Flying to the weekend meeting in Yokohama the sun lays a huge gold stripe down the middle of the Bering Strait, and on the headphones Emmylou Harris and Gram Parsons sing Sleepless Nights, fruit of Napster-that-was (I paid for the LP in 1975, and I still have it, OK?); the 767 has laptop power so I don’t care where in iTunes’ 347 songs, one day, 1.47 GB I am, I just let it play. Russia from the air looks different from any part of North America. The music has segued into Fleming and John’s I’m Not Afraid (ripped from my own CD, thank you). I have a ton of fine (some little-known) music on this box, and I bet lots of you do too; wouldn’t it be great if we could post some samples of it and maybe drive a few new listeners to some deserving artists? Instead I’ll share travel pictures.
Above, somewhere down there from somewhere up here; by the clock it has to be Russia. Photoshopped.
Getting from Narita to anywhere is slow and tiring, and Shin-Yokohama is tough because you need to transfer from the airport train to the Shinkansen. This is tricky at Tokyo Station (approximately the size of a small European country) because once you get to the Shinkansen part of the station nothing is marked in English (but on board, the announcements, unlike most trains here, are bilingual; go figure). Fortunately if you ask anyone for directions they’re friendly and helpful, and if you look bewildered enough, random passersby are apt to offer spontaneous help. I think Tokyo people take a perverse pride in the mind-boggling scale and complexity of the big stations, and enjoy a chance to demonstrate their mastery to baffled gaijin.

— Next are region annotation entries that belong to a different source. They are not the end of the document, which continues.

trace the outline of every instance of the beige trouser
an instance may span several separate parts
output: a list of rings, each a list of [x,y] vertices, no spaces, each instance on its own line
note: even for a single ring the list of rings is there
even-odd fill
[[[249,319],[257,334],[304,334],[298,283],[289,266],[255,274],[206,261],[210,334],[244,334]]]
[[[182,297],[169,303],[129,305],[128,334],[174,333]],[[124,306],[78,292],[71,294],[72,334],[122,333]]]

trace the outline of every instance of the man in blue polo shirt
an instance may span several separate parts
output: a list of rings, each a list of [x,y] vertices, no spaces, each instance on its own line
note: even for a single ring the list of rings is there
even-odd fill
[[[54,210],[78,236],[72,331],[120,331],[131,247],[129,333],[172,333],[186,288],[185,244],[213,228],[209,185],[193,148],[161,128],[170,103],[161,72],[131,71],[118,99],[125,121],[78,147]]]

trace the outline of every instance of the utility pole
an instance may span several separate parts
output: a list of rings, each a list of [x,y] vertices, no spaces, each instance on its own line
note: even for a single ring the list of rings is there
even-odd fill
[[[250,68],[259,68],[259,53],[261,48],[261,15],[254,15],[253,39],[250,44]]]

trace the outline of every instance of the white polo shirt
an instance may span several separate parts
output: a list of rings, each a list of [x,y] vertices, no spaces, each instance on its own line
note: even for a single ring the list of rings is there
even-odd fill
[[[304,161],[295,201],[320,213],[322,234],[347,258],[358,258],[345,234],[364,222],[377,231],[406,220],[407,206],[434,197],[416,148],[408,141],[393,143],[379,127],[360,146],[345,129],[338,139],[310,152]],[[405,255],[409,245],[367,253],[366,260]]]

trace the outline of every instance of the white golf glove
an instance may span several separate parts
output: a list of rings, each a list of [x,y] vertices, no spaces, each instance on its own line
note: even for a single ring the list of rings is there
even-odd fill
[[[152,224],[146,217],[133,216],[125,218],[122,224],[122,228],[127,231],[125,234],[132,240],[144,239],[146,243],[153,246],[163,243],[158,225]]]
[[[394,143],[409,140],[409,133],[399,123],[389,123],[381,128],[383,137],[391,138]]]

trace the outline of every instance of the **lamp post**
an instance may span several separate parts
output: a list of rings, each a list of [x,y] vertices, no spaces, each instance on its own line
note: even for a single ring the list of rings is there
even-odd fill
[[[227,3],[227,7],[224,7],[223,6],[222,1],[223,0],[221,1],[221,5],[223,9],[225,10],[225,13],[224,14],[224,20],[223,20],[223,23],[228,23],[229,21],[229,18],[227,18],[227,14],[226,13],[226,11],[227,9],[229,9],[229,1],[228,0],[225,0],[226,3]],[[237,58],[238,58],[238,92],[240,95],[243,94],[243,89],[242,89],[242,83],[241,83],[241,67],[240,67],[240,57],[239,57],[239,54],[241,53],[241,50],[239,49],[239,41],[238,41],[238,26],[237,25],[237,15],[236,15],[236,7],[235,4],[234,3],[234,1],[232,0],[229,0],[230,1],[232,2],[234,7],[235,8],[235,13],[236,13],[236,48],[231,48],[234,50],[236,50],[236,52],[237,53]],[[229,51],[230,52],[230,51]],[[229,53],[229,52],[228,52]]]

The meeting is at the Shin-Yokohama Prince Hotel, but we’re not the only game in town there.
During our first lunch break, Tim B-L and I took a walk around Asty’s across the street, which seems to be a Japanese version of Fry’s. Below is a selection of their computer enclosures; note the one with a built-in fish-tank. Yes, it really contains water, and yes, the fish move around, but they’re plastic.
We’re doing fairly well so far at converging on a stable version of the Web Architecture document; the heavily worked-over copy below is Stuart Williams’ not mine. Interestingly, what Stuart’s doing there is called “markup,” that word’s ur-meaning.
Dinner Saturday was sponsored by Keio University at Hagoromo, on the 40th floor of the hotel here; many courses and all of them tasty; thank you Keio!
I was worried about how best to make the trip from Shin-Yokohama back to Narita, so I asked W3C meeting-wrangler Saeko Takeuchi for advice: instead of advice, she researched it all out and went and bought my tickets for me; is that wonderful or what? Thank-you Ms Takeuchi!
Our Sunday noon walk took us into a residential neighborhood. Altogether too much of Japan is paved over, still there are bits to please the eye, for example this tree and van.
The day I left, I got a personal wake-up call from Mount Fuji. I believe that this is what Japan is supposed to look like.
The last picture below, though, from the Shinkansen platform at Shin-Yokohama, that picture’s what Japan really looks like in my mind’s eye. Shinkansen, by the way, is the “bullet train,” and indeed it’s fast; on the short leg to Shinagawa, I glanced out the window and was shocked that the buildings were leaning. But actually the train was banking around a corner too smoothly to notice, it was me on the slant. And across the aisle, two young women had curled up together in their seats sleeping their way into Tokyo, cute as kittens; and that’s what Japan looks like, too.